Ver sonreír a Feng Xia hizo que todo el cuerpo de Dongfang Hao temblara, incapaz de reprimir sus ganas de retroceder.

¿Pero adónde podía retroceder, rodeado por completo por el Dominio del Caldero Vacío?

—Esa luz tuya también debe consumir su propio poder —explicó Feng Xia de buen humor.

—Incluso después de atravesar el Dominio del Caldero Vacío, no le quedaría mucho. Al intentar atravesar el vacío para llegar al Dominio Divino e informar del mensaje, las turbulentas corrientes espaciales serían suficientes para agotarla.

—Incluso si por suerte lograra entrar en el Dominio Divino y entregara el mensaje, como mucho bajarían unas cuantas personas más.

—Si puedo encargarme de ti, puedo encargarme de más de ellos.

—De hecho, espero que vengan más, así podré encontrar el camino al Dominio Divino a través de vosotros.

De repente, Dongfang Hao forcejeó violentamente, aparentemente queriendo cooperar con Feng Xia.

Feng Xia necesitaba el camino al Dominio Divino; él podía proporcionárselo, tenía una forma, podía llevar a Feng Xia de vuelta al Dominio Divino.

Una leve sonrisa tiró de los labios de Feng Xia mientras palmeaba de nuevo la cara de Dongfang Hao. —Llegaste en un momento inoportuno. Acabo de ascender a Dios Marcial y necesito estabilizarlo adecuadamente.

—Como debo entrar en reclusión, no tengo tiempo para seguir vigilándote.

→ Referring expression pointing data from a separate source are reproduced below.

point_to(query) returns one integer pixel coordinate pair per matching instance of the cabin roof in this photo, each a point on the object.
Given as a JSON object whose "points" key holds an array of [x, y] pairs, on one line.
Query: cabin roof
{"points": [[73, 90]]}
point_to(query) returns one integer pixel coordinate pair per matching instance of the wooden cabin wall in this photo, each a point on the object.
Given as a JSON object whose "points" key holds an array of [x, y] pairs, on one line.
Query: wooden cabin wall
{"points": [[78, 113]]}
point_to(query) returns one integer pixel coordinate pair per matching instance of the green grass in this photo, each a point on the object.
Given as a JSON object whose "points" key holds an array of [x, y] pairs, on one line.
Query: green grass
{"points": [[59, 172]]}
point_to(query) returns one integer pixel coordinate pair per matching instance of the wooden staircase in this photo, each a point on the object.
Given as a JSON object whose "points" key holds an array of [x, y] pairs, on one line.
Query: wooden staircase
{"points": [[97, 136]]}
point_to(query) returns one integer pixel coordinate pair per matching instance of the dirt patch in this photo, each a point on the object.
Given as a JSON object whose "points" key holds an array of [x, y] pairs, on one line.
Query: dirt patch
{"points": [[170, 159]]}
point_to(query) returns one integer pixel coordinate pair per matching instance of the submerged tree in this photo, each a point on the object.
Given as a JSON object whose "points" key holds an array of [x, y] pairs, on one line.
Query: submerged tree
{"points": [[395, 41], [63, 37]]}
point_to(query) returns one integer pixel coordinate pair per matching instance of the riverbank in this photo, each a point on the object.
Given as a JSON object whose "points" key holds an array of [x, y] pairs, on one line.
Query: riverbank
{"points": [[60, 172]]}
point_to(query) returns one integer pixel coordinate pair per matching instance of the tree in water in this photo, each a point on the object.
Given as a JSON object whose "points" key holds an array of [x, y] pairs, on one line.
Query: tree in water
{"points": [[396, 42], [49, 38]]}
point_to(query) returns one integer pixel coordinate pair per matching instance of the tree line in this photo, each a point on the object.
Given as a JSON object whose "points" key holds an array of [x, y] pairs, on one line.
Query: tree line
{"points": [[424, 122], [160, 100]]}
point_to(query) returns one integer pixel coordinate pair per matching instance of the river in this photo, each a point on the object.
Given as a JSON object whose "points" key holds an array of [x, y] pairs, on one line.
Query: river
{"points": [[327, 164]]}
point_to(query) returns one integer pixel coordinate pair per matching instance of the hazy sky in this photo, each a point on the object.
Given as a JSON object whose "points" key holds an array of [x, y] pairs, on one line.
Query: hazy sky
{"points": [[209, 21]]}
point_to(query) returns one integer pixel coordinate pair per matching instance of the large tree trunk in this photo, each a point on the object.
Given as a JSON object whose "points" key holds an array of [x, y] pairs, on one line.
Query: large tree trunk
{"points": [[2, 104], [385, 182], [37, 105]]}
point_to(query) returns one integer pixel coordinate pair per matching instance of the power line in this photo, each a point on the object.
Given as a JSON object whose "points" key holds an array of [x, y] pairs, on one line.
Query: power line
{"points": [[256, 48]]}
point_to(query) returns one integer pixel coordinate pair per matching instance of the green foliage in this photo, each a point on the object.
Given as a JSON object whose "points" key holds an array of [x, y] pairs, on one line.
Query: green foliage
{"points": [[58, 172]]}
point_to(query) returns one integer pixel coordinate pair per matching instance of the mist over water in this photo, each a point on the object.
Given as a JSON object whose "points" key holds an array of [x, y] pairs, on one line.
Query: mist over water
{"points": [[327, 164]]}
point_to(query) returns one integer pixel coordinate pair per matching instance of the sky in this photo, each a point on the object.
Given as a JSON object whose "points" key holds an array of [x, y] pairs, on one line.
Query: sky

—Así que… ya puedes sentirte aliviado.

Tras decir esto, presionó su mano sobre la cabeza de Dongfang Hao y, con una ligera fuerza, aplastó la que debería haber sido una cabeza increíblemente dura hasta convertirla en una cáscara plana.

El alma divina de Dongfang Hao emergió de su cabeza, con una expresión ligeramente aturdida.

¿Qué acababa de decir Feng Xia, que acababa de ascender a Dios Marcial?

¿Lo había oído mal?

¿Una alucinación antes de la muerte?

Feng Xia ignoró su duda y, con un gesto de la mano, el alma divina de Dongfang Hao también fue devuelta a la tierra.

Bajó la mirada hacia el cuerpo desmembrado e irreconocible de Dongfang Hao en el suelo, chasqueó la lengua y dejó que el Caldero del Vacío se lo tragara.

La oscuridad circundante se desvaneció gradualmente, revelando el cielo azul. Nada a su alrededor había cambiado, pero también parecía que todo era diferente.

Todos los antiguos Emperadores Xia que estaban preocupados respiraron aliviados cuando vieron a Feng Xia salir intacto del Caldero del Vacío.

El Dios Marcial había llegado de forma agresiva y parecía más formidable que los anteriores, por lo que los antiguos Emperadores Xia estaban un poco preocupados por si Feng Xia estaría bien.

Ahora, al ver a Feng Xia salir ileso y al otro Dios Marcial sin verse por ninguna parte, se llenaron de júbilo al instante.

Especialmente Xia Naiwen, que exclamó emocionado: —¡Los espíritus ancestrales nos bendicen, nuestros descendientes se han vuelto capaces!

Tras aterrizar, Feng Xia se sintió un poco desorientado; después de todo, acababa de ascender a Dios Marcial y su base aún era un poco inestable.

Esta batalla forzada consumió algo de energía, y necesitaba estabilizarse durante un par de días.